Jeremy Haupt files for Kauai County Council seat in 2026 race
Jeremy R. Haupt’s filing added another contender to a council race that could shape road repairs, housing policy, and safety spending across Kauai.

Jeremy R. Haupt’s filing for Kauai County Council widened a race that is already starting to take shape around the island’s most immediate pressures: housing, roads, land use and public safety spending. His nomination papers were filed April 23, putting another name into the 2026 Primary Election for one of the county’s seven council seats.
That matters because the Kauai County Council is the legislative branch of the County of Kauai, and all seven members are elected at the same time to two-year terms. Whoever wins will help decide budgets and priorities that reach into daily life in Līhue, Kapaa, Kōloa, Hanapēpē and beyond, from infrastructure repairs to how the county responds to cost-of-living strain.

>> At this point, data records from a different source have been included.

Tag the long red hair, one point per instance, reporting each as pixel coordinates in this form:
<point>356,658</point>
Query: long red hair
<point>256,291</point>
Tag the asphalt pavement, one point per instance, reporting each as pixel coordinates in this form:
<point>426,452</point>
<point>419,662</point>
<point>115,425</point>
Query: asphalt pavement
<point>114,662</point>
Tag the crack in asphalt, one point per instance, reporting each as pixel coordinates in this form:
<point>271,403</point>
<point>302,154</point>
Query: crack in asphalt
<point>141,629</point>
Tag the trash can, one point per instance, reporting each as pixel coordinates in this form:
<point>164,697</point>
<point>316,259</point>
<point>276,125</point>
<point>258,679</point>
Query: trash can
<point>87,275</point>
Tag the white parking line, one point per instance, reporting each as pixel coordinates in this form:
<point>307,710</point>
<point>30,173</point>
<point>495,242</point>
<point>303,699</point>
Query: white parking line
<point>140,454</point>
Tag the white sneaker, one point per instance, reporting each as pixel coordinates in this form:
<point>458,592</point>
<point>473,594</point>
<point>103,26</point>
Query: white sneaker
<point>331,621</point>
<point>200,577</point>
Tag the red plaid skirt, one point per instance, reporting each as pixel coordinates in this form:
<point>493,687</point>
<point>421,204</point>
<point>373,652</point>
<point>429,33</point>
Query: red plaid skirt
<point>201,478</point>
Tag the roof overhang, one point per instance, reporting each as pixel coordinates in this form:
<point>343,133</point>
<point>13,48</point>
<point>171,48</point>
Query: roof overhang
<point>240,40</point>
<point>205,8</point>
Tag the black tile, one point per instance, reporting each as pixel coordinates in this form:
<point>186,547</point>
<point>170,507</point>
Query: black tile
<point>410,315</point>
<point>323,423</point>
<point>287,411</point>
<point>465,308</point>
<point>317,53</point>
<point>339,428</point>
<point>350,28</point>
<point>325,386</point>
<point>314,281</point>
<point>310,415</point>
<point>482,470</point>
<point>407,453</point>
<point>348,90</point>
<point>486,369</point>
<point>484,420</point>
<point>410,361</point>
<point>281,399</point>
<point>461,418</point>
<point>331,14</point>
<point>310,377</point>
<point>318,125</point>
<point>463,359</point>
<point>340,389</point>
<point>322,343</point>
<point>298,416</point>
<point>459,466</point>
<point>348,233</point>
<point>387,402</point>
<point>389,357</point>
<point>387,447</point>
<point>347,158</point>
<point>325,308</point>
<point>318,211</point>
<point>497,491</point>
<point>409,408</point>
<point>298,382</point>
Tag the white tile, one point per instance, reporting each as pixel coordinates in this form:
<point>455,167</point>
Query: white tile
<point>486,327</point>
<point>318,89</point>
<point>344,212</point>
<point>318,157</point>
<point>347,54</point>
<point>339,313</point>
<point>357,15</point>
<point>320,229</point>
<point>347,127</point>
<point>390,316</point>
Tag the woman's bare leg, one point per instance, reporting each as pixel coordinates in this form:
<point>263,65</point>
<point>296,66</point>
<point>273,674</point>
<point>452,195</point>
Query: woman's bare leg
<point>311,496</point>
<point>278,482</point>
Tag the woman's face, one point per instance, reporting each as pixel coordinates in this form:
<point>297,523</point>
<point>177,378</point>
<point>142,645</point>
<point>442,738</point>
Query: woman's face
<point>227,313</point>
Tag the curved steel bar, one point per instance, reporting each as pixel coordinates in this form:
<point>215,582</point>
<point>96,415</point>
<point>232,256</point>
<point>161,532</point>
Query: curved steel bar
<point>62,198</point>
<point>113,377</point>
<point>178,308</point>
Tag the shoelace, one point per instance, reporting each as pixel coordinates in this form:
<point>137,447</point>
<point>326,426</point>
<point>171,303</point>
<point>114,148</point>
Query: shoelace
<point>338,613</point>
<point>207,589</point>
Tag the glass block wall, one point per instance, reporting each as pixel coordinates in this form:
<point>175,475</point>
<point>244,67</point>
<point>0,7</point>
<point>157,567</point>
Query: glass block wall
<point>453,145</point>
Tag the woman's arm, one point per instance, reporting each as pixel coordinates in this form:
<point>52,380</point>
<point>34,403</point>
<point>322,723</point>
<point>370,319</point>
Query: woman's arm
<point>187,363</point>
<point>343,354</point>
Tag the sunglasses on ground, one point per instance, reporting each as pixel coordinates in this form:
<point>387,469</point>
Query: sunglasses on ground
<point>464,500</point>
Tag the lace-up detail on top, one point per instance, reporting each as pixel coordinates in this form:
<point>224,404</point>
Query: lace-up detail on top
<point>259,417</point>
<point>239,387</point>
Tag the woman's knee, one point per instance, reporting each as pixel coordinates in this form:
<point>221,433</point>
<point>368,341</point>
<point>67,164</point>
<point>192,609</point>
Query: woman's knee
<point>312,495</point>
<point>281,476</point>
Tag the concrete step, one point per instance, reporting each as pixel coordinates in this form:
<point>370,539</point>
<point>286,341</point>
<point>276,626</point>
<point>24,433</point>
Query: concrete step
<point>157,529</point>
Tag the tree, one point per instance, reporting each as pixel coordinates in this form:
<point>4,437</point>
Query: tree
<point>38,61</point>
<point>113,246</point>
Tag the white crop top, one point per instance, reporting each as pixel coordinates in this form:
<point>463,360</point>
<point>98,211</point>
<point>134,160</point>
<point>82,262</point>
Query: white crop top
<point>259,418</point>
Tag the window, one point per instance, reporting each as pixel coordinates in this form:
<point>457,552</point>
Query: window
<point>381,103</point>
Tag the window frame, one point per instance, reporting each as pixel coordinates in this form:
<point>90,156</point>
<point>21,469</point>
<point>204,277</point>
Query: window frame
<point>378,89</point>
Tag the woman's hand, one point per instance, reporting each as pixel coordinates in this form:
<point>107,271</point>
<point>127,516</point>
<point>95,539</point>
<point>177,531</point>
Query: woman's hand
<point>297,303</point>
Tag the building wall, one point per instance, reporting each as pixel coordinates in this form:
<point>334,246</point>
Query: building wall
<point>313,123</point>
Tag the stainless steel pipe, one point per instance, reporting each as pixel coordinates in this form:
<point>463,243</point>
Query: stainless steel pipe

Haupt’s entry comes during the filing period that opened Feb. 2 and runs through June 2 at 4:30 p.m. The primary is scheduled for Aug. 8, with the general election set for Nov. 3. The state Office of Elections said its candidate report, updated Monday through Friday after 4:30 p.m., was last updated April 28, placing Haupt’s filing squarely in the middle of an active candidate season.
The race had already begun to expand before Haupt filed. Earlier April coverage showed other council hopefuls entering the contest, including Kalaniumi Martin, Michelle Kaleiohi Correa, Dane Smith, Herman K. Wilson and Nelson Mukai. That early list suggests the 2026 council contest is not likely to be a quiet one, especially if more candidates keep filing before the June deadline.

The filing also fits a larger political picture. In a July 2023 opinion piece, Gary Hooser wrote that 2026 could bring at least three, and possibly four, open Kauai County Council seats because of term limits and possible mayoral bids. If that projection holds, the field could become both more crowded and more defined, with candidates pressed to separate themselves on the issues that hit island households most directly.
For county voters, Haupt’s candidacy is less about a single paper filing than about what it signals: another step toward a council race where the fight over who speaks for Kauai may increasingly center on the cost of living, the pace of public works, and whether the county can move faster on the problems residents see every day.